Funding: ML, AL,Windows 7 Pro Key, and SK were supported in part by National Science Foundation grant number ITR-048715 and National Human Genome Analysis Institute grant number R01 HG003367-01A1. PJP was supported in part by National Institute of General Medical Sciences grant number K25-GM67825. ISK was supported in part by National Institute of Diabetes and Digestive and Kidney Diseases DGAP grant number TO1DK60837-01A1. This work was supported in part by the National Institutes of Health National Center for Biomedical Computing grant number 5U54LM008748–02.
Competing interests: The authors have declared that no competing interests exist.
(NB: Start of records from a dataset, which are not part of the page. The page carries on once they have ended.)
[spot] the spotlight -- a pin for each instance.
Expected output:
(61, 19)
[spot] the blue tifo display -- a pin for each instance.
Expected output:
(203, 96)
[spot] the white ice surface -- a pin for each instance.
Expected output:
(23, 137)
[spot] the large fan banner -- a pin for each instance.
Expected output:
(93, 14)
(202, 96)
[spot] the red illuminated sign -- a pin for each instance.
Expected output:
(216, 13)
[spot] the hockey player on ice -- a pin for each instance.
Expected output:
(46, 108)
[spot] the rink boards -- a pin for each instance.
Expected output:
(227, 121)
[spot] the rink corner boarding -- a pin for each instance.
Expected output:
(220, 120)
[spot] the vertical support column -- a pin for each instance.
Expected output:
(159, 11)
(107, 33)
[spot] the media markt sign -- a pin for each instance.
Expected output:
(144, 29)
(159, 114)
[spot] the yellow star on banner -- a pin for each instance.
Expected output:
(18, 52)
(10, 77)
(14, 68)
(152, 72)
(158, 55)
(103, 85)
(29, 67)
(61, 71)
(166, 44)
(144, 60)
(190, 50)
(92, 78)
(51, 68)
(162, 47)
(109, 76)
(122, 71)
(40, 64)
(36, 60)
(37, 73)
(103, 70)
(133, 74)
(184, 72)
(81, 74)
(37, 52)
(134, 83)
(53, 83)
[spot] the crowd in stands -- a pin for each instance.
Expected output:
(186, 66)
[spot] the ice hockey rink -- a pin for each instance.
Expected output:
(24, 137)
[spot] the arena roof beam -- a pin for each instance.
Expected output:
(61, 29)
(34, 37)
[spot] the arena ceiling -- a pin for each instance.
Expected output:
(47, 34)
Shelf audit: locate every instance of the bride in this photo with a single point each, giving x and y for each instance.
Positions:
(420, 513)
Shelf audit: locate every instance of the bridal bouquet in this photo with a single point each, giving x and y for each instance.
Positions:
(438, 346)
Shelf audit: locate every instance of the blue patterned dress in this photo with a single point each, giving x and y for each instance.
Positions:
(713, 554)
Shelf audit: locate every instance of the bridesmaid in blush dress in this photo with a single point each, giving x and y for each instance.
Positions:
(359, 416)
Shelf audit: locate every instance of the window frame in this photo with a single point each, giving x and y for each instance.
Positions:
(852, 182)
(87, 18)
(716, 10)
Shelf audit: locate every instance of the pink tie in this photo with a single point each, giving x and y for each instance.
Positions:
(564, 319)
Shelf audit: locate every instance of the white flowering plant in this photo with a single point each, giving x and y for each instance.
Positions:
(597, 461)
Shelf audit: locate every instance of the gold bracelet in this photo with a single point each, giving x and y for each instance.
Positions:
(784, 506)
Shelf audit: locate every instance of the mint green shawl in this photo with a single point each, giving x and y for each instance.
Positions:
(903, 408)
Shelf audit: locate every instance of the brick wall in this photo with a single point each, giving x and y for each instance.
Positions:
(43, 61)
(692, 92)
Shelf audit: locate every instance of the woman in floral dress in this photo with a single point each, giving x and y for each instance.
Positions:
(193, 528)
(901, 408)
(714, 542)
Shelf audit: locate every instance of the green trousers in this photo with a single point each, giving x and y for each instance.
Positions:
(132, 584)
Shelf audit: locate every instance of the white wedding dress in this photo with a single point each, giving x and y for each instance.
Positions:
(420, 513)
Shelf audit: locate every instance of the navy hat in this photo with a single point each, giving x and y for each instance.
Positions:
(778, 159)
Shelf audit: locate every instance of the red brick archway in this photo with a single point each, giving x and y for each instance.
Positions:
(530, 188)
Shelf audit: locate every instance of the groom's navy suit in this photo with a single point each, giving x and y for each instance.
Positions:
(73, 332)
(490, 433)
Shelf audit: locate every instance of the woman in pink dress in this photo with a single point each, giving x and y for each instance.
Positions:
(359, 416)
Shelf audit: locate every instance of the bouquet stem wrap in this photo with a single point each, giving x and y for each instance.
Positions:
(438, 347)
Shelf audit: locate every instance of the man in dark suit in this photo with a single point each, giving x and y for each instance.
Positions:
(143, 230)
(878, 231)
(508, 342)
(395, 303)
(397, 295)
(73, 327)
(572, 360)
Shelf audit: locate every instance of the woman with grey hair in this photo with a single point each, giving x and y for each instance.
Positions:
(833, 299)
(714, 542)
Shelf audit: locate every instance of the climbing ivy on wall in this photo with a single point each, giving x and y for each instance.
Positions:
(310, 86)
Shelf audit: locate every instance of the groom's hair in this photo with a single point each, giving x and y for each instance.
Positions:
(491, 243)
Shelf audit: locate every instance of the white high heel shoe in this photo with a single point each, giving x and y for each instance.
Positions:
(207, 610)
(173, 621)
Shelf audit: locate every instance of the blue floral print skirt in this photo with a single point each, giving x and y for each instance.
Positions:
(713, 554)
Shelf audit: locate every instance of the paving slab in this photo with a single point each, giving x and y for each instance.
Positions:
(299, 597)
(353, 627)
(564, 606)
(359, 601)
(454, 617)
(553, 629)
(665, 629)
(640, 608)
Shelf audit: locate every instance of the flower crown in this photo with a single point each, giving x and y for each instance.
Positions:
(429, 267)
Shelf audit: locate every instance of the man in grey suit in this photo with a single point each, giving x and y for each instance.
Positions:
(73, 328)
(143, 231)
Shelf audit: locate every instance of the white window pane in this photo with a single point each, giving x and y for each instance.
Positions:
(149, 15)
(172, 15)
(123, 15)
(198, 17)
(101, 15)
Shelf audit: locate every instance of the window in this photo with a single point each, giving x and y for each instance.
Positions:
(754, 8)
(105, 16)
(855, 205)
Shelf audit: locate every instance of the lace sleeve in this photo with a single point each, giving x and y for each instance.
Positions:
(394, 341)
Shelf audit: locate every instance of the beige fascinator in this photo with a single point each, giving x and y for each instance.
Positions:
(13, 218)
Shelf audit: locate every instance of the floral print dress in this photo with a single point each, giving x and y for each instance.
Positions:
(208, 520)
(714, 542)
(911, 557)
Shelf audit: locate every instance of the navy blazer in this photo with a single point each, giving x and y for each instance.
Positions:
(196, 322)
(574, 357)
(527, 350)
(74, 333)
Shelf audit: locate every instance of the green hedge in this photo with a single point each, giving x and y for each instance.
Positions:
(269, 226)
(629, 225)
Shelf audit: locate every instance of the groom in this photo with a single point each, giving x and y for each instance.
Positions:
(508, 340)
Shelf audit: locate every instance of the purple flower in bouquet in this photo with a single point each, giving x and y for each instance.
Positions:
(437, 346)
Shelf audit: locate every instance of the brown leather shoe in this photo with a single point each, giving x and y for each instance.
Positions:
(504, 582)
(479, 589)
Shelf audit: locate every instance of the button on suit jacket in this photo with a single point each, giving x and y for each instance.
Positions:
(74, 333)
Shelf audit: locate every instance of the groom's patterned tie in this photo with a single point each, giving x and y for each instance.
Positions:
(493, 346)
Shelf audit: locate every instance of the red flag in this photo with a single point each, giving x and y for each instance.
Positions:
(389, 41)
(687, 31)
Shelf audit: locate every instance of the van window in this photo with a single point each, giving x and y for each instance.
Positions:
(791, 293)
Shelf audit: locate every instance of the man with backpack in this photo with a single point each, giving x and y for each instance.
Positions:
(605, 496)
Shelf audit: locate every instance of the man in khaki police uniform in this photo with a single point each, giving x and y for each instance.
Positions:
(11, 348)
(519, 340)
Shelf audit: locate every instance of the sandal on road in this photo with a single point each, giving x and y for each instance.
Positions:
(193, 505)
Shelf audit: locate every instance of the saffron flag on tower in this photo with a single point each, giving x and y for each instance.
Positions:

Abbreviations: DEA, hypergeometric enrichment test on differentially expressed genes; DGAP, Diabetes Genome Anatomy Project; DM2, kind two diabetes mellitus; GNEA, gene network enrichment analysis; GO, gene ontology; GSEA, gene-set enrichment analysis; HNF4A, hepatocyte nuclear factor 4 alpha 1; HPRD, Human Protein Reference Database; HSN, high-scoring subnetwork; IS-HD,Office 2007 Ultimate, insulin-signaling gene set used from the analysis from the DGAP dataset and the HPRD protein–protein interactions; NR-HD,Office Enterprise 2007 Key, nuclear receptor signaling gene set used inside the analysis of the DGAP dataset and the HPRD protein–protein interactions
* To whom correspondence should be addressed. E-mail: manwayl@bu.edu (ML); kasif@bu.edu (SK)
# These authors contributed equally to this work.